While the epigenetic clock was developed as an age predictor, it is generally the deviations of DNAm Age from chronological age that are of biological and clinical interest. When DNAm Age exceeds chronological age, the organism is said to experience epigenetic Age Acceleration (AgeAccel). AgeAccel is defined as the residual from regressing DNAm Age on chronological age, where a positive value indicates that epigenetic age is greater than expected. Unlike the raw DNAm Age estimated directly from methylation data, AgeAccel is uncorrelated with chronological age.
The Horvath group further characterizes AgeAccel in blood as either intrinsic or extrinsic. Intrinsic Epigenetic Age Acceleration (IEAA) refers to the residual resulting from regressing the Horvath estimate of epigenetic age on chronological age and measures of blood cell counts. IEAA thereby accounts for age-related changes in blood cell composition (decrease in naïve CD8+ T cells, increase in exhausted CD8+ T cells), and captures aspects of epigenetic aging that are preserved across cell and tissue types.

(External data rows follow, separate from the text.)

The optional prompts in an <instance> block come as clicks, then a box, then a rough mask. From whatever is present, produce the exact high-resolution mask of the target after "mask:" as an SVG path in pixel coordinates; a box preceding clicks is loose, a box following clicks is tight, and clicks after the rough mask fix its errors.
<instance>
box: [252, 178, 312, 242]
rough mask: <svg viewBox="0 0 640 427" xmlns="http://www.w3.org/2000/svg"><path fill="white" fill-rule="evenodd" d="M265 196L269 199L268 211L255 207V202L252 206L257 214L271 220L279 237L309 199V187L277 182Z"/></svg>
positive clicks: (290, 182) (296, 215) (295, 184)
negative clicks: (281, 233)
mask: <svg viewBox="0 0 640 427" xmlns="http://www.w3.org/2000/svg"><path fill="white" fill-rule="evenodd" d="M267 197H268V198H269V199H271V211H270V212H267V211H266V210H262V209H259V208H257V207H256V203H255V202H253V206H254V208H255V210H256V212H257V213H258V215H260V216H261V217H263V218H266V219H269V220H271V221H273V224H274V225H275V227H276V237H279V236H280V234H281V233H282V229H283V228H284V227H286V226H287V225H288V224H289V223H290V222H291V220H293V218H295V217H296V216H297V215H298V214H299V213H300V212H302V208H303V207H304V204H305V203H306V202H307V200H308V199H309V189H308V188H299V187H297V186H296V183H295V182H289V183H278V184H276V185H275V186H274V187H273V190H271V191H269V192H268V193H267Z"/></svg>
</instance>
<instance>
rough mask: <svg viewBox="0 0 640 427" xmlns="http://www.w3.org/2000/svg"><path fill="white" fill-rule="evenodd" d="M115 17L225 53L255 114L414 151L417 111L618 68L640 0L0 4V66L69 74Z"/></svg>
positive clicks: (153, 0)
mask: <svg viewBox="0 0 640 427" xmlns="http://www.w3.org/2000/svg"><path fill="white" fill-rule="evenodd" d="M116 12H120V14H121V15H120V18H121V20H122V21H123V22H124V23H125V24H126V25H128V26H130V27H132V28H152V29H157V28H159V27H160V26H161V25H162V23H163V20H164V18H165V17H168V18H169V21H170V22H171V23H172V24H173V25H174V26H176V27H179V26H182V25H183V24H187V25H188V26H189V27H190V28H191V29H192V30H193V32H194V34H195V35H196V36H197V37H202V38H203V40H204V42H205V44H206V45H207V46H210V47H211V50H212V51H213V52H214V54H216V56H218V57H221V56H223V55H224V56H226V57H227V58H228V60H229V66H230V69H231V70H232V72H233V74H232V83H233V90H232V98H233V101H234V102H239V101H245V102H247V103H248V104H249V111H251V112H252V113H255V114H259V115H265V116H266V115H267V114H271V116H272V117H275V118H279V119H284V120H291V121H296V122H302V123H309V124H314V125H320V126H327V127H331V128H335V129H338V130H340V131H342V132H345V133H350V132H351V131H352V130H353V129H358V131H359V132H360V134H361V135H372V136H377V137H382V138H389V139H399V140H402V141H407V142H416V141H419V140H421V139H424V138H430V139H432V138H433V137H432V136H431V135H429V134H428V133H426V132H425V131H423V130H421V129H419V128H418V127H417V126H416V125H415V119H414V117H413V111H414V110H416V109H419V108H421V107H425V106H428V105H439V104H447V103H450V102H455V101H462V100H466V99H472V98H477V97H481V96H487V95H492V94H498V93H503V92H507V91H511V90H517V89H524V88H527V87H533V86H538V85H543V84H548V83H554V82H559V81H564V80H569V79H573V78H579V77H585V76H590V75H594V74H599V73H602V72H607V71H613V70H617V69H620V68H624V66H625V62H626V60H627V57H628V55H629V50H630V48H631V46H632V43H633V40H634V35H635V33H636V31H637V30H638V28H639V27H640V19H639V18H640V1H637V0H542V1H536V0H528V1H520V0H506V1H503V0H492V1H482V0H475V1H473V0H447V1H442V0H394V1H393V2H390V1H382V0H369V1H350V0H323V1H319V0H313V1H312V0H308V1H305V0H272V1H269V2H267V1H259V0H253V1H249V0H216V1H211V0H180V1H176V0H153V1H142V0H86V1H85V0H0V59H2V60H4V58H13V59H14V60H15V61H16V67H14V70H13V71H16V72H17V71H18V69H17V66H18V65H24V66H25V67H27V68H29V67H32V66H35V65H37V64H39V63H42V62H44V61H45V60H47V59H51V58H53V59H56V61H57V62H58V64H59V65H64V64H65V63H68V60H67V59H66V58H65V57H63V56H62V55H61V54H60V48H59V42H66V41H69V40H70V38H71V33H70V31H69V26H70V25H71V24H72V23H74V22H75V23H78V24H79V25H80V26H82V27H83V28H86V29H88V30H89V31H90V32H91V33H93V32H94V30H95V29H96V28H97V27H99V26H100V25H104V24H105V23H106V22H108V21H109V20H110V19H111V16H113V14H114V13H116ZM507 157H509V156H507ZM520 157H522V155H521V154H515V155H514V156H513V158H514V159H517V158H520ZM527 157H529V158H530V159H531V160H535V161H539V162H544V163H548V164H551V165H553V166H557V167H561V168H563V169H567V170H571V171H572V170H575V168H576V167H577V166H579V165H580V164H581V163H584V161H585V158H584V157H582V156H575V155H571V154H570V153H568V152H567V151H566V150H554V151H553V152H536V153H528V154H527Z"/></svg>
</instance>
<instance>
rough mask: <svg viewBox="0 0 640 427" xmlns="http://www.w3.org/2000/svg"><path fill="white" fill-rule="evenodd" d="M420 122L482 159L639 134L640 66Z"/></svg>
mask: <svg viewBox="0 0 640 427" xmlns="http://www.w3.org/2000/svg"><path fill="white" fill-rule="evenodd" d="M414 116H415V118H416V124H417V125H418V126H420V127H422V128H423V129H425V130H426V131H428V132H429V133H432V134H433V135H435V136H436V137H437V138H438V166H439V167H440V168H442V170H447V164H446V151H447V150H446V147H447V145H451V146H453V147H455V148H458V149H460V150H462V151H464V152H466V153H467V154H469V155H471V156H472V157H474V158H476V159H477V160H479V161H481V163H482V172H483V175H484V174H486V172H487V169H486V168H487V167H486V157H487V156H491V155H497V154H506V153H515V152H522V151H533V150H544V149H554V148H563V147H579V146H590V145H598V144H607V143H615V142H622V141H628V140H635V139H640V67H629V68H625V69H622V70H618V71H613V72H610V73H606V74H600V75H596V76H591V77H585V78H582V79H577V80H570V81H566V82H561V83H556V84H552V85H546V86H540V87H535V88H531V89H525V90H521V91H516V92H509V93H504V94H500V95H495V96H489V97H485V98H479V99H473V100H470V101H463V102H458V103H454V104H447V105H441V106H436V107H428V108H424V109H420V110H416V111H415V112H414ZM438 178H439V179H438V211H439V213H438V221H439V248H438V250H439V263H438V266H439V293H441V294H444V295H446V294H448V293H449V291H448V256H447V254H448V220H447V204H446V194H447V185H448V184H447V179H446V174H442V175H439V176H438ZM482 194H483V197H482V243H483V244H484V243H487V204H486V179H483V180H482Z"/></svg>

In contrast, Extrinsic Epigenetic Age Acceleration (EEAA) is derived from the Hannum estimate of epigenetic age by upweighting blood cell composition before regressing on chronological age. The Hannum estimate in its original form is already correlated with levels of certain types of blood cells, a consequence of its derivation from blood samples. By increasing the contribution of certain blood cell types whose levels are known to change with age, EEAA is able to capture aspects of immunosenescence. In Cox regression models of all-cause mortality, EEAA was a better predictor of death than the Hannum AgeAccel measure without upweighting (Chen et al., 2016).
More recently, researchers developed an alternative estimate of epigenetic age that was trained to predict ‘Phenotypic Age’, rather than chronological age. Phenotypic age is calculated using clinical measures, selected to predict aging-related mortality. Therefore, this new epigenetic clock is known as DNAm PhenoAge or Levine DNAmAge. The DNAm PhenoAge measure was derived in two steps. First, this research group identified ten clinical biomarkers (including chronological age) that were predictive of mortality in the NHANES III study (N=9926, 23-year follow-up). These ten variables were used to define a phenotypic age estimate. In the second step, phenotypic age was related to DNAm levels in blood. The process yielded 513 CpG sites predictive of phenotypic age, and the linear combination of these CpGs defines DNAm PhenoAge. The new measure was tested against its predecessors in its ability to predict mortality and morbidity in five independent large cohort samples, where DNAm PhenoAge was found to outperform the epigenetic age measures from Horvath and Hannum (Levine et al., 2018).